A pharmacokinetic study on oleracone C after oral and intravenous administration.

Oleracone C, a new homoisoflavanone recently isolated from the plant Portulaca oleracea L., has obvious pharmacological activities. Subsequently, its pharmacokinetic profiles in rats' plasma after oral and intravenous administrations were studied by a simple and rapid ultra high-performance liquid chromatography electrospray ionization quadrupole-time of flight mass spectrometry (UHPLC-ESI-Q-TOF/MS) with apigenin as an internal standard (IS). The analysis was performed on an Agilent Zorbax Eclipse Plus C18 Column (2.1 × 50 mm, 1.8 µm) by elution with acetonitrile and water (containing 0.1% formic acid) at a flow rate of 0.3 mL/min. Electrospray ionization in negative ion mode was used to quantify oleracone C and apigenin, with monitored ion m/z values of 299.0915 [M - H]- and 269.0455 [M - H]-. The linear range was established over the concentration range 10-2000 ng/mL (r = 0.9971). The limit of detection (LOD) and limit of quantification (LOQ) were 3 and 10 ng/mL for oleracone C, respectively.
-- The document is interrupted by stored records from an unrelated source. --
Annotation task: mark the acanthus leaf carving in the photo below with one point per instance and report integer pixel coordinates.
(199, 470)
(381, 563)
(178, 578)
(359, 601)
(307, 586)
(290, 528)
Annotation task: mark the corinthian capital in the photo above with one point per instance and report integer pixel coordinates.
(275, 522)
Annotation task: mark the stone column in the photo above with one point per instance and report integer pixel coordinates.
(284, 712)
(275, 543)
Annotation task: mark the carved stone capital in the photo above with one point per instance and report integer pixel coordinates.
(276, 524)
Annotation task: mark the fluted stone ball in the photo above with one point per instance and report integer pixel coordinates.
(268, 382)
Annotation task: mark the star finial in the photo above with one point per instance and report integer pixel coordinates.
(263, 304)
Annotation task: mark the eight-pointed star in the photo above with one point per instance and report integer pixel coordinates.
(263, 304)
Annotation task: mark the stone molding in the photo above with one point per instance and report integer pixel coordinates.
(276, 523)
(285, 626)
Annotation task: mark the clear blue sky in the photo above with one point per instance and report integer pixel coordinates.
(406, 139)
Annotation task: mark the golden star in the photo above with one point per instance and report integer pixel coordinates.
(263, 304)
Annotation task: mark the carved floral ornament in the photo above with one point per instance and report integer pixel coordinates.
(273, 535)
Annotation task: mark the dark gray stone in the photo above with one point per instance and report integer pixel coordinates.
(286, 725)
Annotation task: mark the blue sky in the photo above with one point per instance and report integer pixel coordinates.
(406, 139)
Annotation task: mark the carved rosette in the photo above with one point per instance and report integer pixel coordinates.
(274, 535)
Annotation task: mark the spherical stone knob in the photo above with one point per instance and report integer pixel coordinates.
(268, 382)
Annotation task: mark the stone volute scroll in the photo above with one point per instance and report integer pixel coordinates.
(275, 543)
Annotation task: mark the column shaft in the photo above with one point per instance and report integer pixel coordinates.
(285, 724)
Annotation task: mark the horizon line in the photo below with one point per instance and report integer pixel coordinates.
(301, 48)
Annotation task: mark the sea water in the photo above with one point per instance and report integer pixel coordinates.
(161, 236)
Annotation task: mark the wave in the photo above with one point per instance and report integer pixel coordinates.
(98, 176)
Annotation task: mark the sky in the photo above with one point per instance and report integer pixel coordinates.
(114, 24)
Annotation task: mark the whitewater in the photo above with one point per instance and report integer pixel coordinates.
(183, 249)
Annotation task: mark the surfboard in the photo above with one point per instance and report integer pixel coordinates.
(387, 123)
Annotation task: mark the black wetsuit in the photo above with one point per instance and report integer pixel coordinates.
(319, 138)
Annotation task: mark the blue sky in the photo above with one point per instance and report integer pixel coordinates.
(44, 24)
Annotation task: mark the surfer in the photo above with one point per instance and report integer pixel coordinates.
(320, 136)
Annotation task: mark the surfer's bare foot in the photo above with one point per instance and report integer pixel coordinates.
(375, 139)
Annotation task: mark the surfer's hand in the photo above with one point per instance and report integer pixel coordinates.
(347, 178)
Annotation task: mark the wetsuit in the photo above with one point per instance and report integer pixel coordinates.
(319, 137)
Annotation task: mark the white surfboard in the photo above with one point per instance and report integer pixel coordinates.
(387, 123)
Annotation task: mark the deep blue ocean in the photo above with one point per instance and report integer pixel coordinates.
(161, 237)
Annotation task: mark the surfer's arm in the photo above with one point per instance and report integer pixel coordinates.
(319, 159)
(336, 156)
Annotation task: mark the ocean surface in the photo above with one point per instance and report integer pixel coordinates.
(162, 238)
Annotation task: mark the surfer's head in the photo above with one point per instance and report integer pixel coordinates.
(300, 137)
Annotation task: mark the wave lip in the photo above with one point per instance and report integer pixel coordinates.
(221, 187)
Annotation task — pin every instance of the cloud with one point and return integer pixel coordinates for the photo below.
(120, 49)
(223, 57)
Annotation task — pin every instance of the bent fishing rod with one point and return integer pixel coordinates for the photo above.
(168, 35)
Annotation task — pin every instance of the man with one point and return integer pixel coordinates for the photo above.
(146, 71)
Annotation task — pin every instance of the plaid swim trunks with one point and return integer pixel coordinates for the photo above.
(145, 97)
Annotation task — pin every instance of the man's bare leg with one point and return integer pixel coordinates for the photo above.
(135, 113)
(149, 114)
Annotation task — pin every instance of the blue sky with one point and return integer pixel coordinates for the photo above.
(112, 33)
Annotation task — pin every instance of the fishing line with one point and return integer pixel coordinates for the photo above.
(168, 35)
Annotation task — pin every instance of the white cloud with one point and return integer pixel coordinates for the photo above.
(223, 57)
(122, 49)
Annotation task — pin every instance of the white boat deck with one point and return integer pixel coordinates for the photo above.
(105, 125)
The RSD and RE of intra- and inter- day accuracy and precision were all less than 15%. The pharmacokinetic results indicated that oleracone C was rapidly distributed with the time to peak concentrations of 0.03 h and 0.33 h, respectively after intravenous and oral administrations and presented a low absolute bioavailability of 8.32%. This is the first study to successfully examine the pharmacokinetics of homoisoflavanone in rats' plasma after oral and intravenous administrations, using rapid, sensitive and specific UHPLC-ESI-Q-TOF/MS method.